ロダンと愛人関係にあったカミーユ・クローデルは、15年もの長きにわたりロダンと関係していたものの、中絶の末ロダンに捨てられ、精神を蝕まれ家族に看取られないままこの世を去った。
類まれな美貌と才覚を兼ね備えていても、彼女は最終的に手放される運命にある2番目の存在であったのだ。
出会った順番もあったのかもしれないが、道ならぬ恋とは成就しないものなのかしら、とわたしは思っている。
そもそも、彼女は"2番目"として選ばれた存在だったのかもしれない。
その人が愛する誰かに足りないものを補うための存在。
そのバランスが崩れたとき、関係性は破綻するのであろう。
そうした"2番目"の存在になってしまったら、1番に繰り上がることなどほぼないといっても過言ではないはずだ。

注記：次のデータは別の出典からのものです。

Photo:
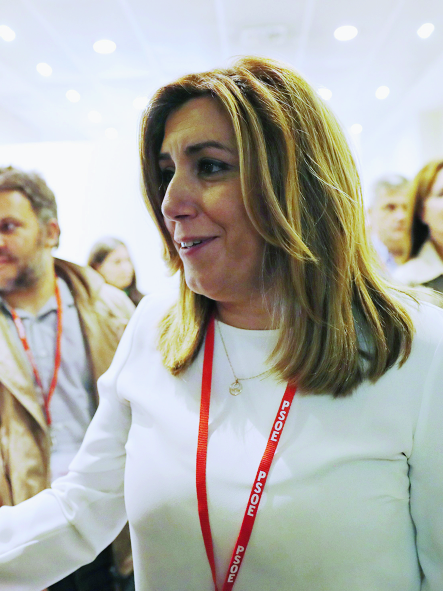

たとえば、普段暮らす住宅と別荘に求める条件が違うように、人間においても相手に求めるところが違えば相手の立場も変わってくると思うし、胸の高鳴りを得られる相手と、共にいて心地よい相手というのも違っているような気がする。
道ならぬ恋の相手ではなく、だれかの1番になれるひとというのは、情熱的な色恋ができた相手ではなくて、きっと相手に肉親のような居心地の良い関係性を提供できるひとなのだろう。
冒頭でカミーユ・クローデルの話を出したが、わたし自身もおそらくだれかの1番になりづらいタイプであろうと感じる。
燃え上がるような恋の方が好きで、なにかあったら相手と心中したってかまわないといった類の愛し方は一般的ではないのであろうし、そもそも末長く共にあろうという感情とは違うのかもしれない。
無責任に愛されて無責任に愛したいのが成立する関係が道ならぬ恋でなかろうか。
そう思えば自分の色恋の傾向というものはやはり道ならぬ恋寄りである。
自分はきっとその人にとっての2番目になるだろうというのは卑屈な考え方かもしれないが。
また、道ならぬ恋をするひとのなかでは、わたしのような破滅的な恋愛をしたいタイプとは違って、それこそロダンのように1人を選べずに同時に複数の人を愛していたいよくばりさんもいるだろう。
こういうタイプが出会ってしまったらいちばん厄介だよななんて思いながら、夜ふかしなわたしはようやく微睡んだ。